9. primary namenode가 active가 아니고 standby일 경우 다음 명령을 주어 active로 전환시킨다.(수동복구 인경우)
root@node1:/data# bin/hdfs haadmin -transitionToActive nn1
* 자동복구인 경우 아래와 같은 메세지가 표시되고 명령은 거부됨
Automatic failover is enabled for NameNode at node1/192.168.10.101:9000
Refusing to manually manage HA state, since it may cause
a split-brain scenario or other incorrect state.
If you are very sure you know what you are doing, please
specify the forcemanual flag.
9-1. resourcemanager를 띄운다.(master, node1에서 각각 실행함)
-root@master:/root# sbin/yarn-daemon.sh start resourcemanager
starting resourcemanager, logging to /usr/local/hadoop/logs/yarn-root-resourcemanager-master.out
-root@node1:/data# yarn-daemon.sh start resourcemanager
starting resourcemanager, logging to /usr/local/hadoop/logs/yarn-root-resourcemanager-node1.out
10. HDFS(NameNode) HA 상태확인(nn1과 nn2를 확인 해봄)

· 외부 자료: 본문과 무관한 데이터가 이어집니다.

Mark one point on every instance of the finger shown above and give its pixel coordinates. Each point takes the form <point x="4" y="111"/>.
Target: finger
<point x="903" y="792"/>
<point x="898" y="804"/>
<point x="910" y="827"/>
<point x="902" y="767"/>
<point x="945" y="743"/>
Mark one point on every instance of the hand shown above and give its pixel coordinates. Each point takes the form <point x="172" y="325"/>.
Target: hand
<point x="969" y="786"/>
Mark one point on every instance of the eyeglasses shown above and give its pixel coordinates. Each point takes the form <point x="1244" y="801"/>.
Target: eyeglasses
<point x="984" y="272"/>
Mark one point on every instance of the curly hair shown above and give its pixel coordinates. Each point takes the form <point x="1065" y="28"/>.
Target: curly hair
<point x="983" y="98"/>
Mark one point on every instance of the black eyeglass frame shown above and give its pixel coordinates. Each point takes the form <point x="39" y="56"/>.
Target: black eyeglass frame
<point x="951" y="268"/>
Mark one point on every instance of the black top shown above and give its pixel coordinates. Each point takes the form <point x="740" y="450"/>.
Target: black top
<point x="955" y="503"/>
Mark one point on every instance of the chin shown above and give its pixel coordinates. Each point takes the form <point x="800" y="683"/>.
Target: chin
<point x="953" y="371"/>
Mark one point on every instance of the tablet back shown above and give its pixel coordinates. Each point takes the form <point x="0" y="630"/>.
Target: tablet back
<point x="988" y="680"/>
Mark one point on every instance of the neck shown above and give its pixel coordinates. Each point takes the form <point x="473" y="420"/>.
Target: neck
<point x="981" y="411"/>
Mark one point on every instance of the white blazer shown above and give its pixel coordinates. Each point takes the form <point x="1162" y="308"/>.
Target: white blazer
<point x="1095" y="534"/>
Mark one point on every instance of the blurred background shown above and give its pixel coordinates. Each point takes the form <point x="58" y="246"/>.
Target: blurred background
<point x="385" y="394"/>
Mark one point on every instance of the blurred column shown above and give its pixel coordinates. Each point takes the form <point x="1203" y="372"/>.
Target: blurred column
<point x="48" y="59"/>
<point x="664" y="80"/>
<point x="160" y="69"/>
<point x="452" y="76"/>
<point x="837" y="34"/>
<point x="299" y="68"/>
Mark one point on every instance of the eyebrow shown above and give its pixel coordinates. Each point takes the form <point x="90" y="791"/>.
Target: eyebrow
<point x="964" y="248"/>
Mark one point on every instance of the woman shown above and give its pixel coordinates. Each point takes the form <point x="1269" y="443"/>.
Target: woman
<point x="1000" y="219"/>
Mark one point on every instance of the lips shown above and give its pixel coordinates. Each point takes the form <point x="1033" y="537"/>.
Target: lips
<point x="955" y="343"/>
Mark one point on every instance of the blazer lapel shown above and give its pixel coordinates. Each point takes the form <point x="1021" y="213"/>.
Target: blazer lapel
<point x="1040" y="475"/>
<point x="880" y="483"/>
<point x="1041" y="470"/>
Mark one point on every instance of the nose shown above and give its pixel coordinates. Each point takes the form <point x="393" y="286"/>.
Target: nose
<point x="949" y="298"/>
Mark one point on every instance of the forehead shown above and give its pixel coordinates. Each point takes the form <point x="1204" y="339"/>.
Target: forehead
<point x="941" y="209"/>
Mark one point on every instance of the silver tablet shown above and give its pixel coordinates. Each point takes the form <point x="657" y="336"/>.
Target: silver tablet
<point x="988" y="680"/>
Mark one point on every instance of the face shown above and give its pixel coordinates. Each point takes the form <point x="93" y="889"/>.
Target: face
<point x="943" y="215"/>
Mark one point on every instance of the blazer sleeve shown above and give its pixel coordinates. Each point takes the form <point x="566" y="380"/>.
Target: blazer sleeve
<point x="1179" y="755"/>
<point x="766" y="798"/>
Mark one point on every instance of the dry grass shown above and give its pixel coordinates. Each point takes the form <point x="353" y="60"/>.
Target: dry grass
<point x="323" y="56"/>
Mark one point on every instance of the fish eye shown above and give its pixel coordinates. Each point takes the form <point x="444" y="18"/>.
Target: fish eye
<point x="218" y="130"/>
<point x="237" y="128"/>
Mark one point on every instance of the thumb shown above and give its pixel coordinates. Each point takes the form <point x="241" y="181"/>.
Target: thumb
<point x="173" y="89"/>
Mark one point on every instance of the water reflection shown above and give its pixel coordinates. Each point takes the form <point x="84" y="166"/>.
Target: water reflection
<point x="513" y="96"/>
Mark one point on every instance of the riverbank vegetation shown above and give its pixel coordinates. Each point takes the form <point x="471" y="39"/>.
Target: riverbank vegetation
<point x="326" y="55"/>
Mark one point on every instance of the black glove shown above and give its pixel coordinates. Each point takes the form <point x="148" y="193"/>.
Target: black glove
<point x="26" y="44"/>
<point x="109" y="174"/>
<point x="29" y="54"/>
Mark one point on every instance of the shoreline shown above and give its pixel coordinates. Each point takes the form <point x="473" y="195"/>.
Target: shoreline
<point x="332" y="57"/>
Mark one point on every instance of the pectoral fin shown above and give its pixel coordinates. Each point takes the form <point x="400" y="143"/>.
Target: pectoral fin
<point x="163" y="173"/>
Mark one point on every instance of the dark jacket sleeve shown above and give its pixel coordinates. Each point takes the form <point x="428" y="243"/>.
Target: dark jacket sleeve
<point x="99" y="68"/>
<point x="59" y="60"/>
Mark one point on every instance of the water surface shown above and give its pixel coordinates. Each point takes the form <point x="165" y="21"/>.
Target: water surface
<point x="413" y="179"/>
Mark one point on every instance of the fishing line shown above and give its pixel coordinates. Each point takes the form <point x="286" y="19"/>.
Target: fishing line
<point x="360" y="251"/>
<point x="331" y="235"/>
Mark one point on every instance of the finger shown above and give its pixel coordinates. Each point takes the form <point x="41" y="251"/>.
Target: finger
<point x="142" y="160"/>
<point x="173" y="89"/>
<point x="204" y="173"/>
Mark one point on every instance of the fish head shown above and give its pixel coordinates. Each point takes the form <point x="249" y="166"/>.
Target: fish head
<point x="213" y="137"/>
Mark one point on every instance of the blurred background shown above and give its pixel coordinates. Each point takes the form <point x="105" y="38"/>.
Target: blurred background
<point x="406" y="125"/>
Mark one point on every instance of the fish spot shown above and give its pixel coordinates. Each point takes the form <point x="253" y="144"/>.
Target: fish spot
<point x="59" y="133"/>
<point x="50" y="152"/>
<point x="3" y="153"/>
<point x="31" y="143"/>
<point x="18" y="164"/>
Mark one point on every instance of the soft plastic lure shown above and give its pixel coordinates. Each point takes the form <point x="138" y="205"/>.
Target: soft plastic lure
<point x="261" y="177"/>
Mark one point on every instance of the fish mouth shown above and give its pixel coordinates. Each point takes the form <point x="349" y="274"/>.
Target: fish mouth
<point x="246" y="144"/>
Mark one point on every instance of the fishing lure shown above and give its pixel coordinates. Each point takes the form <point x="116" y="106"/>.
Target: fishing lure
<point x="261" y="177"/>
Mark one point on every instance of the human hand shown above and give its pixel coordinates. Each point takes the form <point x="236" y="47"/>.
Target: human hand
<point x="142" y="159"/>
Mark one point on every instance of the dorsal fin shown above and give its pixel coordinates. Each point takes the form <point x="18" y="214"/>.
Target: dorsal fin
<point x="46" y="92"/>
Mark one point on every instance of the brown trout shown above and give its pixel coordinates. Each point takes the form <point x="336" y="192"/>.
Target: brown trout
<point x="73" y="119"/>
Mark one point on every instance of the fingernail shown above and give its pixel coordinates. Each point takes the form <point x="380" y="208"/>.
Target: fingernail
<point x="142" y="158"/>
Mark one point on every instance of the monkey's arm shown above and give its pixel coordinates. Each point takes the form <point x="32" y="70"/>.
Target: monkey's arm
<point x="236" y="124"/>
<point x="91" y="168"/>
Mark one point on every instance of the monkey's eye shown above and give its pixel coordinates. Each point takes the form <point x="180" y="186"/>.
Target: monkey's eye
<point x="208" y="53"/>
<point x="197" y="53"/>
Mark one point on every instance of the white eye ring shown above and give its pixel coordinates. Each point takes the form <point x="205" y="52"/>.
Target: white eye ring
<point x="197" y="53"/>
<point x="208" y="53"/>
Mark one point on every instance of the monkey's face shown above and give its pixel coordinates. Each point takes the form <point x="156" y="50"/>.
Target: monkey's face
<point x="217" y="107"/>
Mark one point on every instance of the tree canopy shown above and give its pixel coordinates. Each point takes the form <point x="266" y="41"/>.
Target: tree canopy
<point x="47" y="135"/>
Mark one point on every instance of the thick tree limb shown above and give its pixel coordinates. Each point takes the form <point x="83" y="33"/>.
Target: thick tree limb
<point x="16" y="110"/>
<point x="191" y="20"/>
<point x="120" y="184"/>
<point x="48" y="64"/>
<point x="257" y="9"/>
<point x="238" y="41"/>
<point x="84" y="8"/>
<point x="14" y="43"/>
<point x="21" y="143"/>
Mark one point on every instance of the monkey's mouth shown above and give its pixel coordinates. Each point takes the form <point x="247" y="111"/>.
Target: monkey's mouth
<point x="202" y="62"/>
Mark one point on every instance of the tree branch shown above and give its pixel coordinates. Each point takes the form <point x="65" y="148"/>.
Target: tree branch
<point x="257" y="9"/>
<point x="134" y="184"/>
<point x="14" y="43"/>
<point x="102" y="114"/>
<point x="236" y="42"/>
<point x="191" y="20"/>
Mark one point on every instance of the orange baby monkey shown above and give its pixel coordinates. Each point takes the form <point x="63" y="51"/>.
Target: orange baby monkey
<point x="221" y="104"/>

- root@master:/root# bin/hdfs haadmin -getServiceState nn1
active
- root@master:/root# bin/hdfs haadmin -getServiceState nn2
standby
10-1, ResourceManager HA 상태확인 (rm1과 rm2를 확인해봄)
- root@master:/root# bin/yarn rmadmin -getServiceState rm1
standby
- root@master:/root# bin/yarn rmadmin -getServiceState rm2
active
11. datanode를 띄운다. (master에서 hadoop-daemons.sh를 실행하면 slaves파일(예,node1~4)에 등록된 서버 모두가 기동됨)
root@master:/root# sbin/hadoop-daemons.sh start datanode
node3: starting datanode, logging to /usr/local/hadoop-2.6.0/logs/hadoop-root-datanode-node3.out
node4: starting datanode, logging to /usr/local/hadoop-2.6.0/logs/hadoop-root-datanode-node4.out
node2: starting datanode, logging to /usr/local/hadoop-2.6.0/logs/hadoop-root-datanode-node2.out
node1: starting datanode, logging to /usr/local/hadoop-2.6.0/logs/hadoop-root-datanode-node1.out
12. 내용없음
13. nodemanager를 띄운다.(master에서 yarn-daemons.sh를 실행하면 slaves파일(예,node1~4)에 등록된 서버 모두가 기동됨)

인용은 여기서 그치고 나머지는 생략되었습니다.